Résister à la manipulation ?

Des techniques de marketing aux prêches intégristes, les tactiques ne manquent pas pour gagner l’esprit des foules ou de quelques individus. Garder un esprit critique n’est pas chose aisée dans un environnement confus. François-Xavier Druet, philosophe, propose des pistes pour s’en sortir [1].

Un secret pour initiés
L’engouement suscité par le dernier film de la saga Star Wars, en décembre, en témoigne. Des stratégies pour maintenir le public en haleine, distiller petit à petit l’info et l’entourer de mystère, sont déployées. Les adeptes de la marque à la pomme connaissent ces pratiques qui cherchent à exacerber les attentes des fans et provoquer le désir. Ce goût du secret, proche de rites initiatiques, a été l’apanage de certaines sectes ou religions. Le fait qu’il soit, aujourd’hui, surtout le fait de multinationales dans un objectif lucratif est marquant. La scénarisation de certains lieux de vente, devenus des temples de la consommation, accentue ce sentiment de remplacement d’un désir de croyances par un besoin d’acheter.

Des illusionnistes
"Manipuler" renvoie à l’action de la main du prestidigitateur qui escamote un objet ou le fait apparaître sous des yeux éblouis. Ces influences habiles se dessinent dans de nombreuses techniques de communication. L’organisation de notre société en réseaux numériques favorise ce type d’influence. Les paroles qui choquent, les formules simplistes sont de celles qui marquent les esprits du plus grand nombre. "Du pain et un bain pour les réfugiés" est une formule censée monter les limites de la compassion. "Nourrir les réfugiés" renvoie à des conceptions de bons ou mauvais sauvages, qui ôtent aux demandeurs d’asile leur condition humaine. Ces mécanismes facilitent ainsi leur mise au ban de l’action sociale.

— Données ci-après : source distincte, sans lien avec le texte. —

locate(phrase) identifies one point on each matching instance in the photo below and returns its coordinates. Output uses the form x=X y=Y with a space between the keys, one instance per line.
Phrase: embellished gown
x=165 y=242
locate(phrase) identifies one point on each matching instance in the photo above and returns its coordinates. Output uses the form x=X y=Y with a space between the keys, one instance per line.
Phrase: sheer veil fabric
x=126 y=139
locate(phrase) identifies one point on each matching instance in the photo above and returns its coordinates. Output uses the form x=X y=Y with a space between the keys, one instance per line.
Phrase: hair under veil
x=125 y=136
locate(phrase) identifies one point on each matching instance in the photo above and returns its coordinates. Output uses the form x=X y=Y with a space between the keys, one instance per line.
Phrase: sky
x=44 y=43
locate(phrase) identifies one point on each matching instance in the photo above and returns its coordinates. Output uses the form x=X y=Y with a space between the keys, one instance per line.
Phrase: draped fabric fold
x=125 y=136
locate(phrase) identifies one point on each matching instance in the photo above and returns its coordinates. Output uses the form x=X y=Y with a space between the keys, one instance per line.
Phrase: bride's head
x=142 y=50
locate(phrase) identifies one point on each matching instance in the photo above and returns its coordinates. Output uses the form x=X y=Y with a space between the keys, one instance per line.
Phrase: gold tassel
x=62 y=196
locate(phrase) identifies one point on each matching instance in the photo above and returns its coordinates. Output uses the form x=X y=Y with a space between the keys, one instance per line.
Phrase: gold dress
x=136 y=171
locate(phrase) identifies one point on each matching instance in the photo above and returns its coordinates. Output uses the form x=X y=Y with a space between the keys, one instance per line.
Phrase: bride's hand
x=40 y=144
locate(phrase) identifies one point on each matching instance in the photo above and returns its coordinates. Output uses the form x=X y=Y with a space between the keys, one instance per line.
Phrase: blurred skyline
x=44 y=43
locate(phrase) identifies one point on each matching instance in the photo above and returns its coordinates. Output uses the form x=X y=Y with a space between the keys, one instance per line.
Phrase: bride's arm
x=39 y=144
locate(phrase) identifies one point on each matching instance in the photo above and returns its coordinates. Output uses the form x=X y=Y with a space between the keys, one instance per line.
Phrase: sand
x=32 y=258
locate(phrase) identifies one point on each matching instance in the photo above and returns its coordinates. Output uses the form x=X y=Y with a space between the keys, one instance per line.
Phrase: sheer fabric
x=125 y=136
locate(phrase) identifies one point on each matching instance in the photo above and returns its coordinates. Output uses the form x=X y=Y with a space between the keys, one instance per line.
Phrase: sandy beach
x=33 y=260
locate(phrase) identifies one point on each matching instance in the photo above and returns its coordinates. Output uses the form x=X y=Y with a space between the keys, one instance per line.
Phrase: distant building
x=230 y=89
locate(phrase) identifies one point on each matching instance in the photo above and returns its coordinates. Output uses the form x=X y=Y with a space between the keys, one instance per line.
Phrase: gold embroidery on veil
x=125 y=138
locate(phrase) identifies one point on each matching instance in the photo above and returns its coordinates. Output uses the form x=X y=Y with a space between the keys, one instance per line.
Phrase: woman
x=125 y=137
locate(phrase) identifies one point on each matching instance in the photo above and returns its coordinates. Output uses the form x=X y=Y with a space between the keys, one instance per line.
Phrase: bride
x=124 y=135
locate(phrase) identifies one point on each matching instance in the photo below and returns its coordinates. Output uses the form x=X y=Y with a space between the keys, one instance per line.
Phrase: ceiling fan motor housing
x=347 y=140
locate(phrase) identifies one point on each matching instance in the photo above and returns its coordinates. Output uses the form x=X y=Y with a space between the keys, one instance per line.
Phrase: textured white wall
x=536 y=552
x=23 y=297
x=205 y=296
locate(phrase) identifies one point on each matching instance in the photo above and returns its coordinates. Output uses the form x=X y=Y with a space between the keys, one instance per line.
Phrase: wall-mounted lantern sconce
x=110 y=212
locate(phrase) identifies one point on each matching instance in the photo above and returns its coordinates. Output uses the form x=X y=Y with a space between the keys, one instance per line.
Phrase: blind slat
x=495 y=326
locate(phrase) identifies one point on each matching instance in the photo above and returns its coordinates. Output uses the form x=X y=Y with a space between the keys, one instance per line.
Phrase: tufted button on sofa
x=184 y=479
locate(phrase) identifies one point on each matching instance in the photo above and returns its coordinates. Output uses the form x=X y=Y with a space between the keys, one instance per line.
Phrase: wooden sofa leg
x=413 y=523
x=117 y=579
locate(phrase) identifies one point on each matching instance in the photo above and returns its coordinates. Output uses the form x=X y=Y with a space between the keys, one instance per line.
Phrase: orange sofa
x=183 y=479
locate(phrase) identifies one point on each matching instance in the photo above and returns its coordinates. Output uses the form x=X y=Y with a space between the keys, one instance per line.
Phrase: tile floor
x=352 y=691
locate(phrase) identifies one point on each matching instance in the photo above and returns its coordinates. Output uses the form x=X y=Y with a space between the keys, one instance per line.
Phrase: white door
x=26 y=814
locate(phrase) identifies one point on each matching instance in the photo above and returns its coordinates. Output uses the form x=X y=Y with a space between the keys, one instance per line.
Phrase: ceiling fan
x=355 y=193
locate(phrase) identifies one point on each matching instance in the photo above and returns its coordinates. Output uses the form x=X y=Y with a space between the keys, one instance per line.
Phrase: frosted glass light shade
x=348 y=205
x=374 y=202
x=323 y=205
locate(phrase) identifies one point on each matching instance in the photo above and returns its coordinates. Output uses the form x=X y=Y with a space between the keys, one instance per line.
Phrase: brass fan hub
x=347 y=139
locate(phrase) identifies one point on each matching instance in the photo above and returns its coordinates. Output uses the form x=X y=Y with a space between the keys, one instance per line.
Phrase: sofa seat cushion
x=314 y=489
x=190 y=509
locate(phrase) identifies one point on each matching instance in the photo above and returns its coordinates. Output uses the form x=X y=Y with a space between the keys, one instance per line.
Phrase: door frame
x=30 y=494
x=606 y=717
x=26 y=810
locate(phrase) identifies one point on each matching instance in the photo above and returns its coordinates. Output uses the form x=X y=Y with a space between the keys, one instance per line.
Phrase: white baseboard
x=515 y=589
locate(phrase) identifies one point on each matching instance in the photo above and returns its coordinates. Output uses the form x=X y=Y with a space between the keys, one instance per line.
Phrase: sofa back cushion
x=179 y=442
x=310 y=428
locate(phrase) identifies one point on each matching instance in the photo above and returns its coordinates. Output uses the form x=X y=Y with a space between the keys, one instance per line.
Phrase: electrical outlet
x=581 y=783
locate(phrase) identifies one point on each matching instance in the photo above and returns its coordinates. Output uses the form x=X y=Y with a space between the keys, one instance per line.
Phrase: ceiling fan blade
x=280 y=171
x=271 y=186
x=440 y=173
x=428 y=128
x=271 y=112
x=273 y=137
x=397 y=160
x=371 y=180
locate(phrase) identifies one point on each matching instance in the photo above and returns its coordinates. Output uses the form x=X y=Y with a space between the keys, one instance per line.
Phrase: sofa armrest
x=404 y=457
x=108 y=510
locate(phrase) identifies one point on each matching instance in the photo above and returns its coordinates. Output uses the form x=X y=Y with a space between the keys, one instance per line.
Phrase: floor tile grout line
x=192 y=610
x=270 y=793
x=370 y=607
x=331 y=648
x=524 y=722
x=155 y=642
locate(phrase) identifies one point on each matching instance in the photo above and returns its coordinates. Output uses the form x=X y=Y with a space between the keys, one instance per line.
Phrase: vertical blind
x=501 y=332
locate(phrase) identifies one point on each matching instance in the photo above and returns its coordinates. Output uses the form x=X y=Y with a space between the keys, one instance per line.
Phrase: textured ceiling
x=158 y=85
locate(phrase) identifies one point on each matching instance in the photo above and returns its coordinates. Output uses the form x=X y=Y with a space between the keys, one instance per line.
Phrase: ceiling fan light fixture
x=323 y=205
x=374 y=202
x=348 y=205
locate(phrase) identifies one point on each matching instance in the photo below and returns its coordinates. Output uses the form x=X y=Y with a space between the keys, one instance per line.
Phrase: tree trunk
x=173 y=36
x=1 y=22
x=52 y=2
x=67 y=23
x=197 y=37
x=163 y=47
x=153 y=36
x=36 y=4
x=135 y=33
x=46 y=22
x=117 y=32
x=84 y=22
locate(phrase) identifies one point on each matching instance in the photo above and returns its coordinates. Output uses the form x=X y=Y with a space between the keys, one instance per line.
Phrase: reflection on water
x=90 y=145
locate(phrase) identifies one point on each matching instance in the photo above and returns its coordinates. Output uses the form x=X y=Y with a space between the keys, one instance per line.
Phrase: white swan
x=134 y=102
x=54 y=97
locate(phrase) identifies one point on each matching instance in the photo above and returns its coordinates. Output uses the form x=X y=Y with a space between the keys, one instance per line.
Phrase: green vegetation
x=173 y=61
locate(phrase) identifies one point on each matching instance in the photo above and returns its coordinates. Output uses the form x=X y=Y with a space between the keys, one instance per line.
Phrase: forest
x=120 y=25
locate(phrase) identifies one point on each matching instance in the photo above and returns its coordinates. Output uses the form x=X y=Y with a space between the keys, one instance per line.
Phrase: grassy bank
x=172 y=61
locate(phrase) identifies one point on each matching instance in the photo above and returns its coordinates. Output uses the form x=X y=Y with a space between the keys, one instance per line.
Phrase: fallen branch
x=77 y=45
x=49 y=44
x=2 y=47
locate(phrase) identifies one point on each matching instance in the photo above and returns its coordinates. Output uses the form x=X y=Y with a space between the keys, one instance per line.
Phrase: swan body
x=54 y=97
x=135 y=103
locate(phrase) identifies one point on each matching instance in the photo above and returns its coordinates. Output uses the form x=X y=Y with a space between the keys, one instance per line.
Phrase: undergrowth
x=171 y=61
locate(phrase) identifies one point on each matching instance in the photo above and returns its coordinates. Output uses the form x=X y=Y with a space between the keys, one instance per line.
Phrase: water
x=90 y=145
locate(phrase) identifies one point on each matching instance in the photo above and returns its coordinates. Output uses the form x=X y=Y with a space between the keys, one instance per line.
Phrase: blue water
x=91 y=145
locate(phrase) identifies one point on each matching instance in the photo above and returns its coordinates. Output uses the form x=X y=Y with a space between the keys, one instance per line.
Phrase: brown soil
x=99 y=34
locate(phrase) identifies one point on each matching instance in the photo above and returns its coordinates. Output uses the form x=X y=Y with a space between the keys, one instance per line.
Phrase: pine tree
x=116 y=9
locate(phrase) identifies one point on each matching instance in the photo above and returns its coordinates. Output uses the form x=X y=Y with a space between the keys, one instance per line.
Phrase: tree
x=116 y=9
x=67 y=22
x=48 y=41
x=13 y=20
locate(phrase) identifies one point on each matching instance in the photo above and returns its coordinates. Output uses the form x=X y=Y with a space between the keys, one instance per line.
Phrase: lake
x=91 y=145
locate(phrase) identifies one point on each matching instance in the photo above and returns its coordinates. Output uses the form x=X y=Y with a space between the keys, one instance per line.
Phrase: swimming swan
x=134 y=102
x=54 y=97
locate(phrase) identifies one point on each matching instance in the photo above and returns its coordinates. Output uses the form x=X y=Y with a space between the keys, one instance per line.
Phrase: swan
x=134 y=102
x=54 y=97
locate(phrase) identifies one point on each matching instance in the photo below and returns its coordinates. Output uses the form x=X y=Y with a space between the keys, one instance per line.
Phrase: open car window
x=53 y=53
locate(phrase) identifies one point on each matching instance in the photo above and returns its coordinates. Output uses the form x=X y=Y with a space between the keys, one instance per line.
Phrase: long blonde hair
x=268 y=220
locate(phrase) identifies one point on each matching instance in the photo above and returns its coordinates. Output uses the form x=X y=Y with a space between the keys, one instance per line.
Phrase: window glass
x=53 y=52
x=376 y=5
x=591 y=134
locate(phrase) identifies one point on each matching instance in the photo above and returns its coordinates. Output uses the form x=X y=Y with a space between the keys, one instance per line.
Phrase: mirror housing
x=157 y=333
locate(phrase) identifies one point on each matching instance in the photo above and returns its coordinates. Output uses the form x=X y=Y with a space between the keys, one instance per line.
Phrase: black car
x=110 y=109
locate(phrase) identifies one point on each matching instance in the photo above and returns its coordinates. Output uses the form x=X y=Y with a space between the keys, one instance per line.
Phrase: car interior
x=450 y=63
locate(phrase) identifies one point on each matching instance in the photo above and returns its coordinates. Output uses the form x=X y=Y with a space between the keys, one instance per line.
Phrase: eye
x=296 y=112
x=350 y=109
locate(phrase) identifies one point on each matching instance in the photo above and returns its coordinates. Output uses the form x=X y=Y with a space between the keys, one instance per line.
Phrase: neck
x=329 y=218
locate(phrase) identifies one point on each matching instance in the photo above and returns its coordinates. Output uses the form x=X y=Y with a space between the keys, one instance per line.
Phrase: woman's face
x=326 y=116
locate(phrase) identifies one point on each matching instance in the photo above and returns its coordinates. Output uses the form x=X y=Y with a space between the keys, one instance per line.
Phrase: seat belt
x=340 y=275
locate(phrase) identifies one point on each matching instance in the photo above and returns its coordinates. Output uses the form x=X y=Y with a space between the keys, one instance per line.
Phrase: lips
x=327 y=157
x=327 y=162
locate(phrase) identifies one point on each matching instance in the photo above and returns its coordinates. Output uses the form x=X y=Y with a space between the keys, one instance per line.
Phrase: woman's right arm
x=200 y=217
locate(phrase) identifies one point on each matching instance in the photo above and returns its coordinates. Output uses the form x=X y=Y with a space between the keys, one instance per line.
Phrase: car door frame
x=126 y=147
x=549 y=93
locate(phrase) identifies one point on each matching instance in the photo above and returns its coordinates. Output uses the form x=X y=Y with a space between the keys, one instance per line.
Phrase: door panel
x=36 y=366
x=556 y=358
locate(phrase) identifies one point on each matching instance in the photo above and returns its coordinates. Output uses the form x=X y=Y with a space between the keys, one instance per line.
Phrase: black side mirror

À petite ou à grande échelle
Ces manipulations, lorsqu’elles se reproduisent à grande échelle, produisent leurs effets sur tous les continents. Elles s’expriment, notamment, dans la campagne électorale américaine, dans la bouche d’un milliardaire fantasque. Les vidéos à la violence exacerbée de Daesh en sont un autre exemple dans leur sidération des foules qui nourrissent une peur malsaine.

Lorsqu’ils s’adressent à des jeunes fragilisés ou discriminés pour les convertir, les beaux discours peuvent causer des dégâts. A l’âge de la grande adolescence, les cerveaux sont plus perméables à certains idéaux. La recherche de repères et de valeurs peut se trouver nourrie de fondamentalisme. Les promesses de paradis peuvent être accentuées par certaines dynamiques de groupe. C’est, notamment, ainsi que la cohorte des terroristes est alimentée.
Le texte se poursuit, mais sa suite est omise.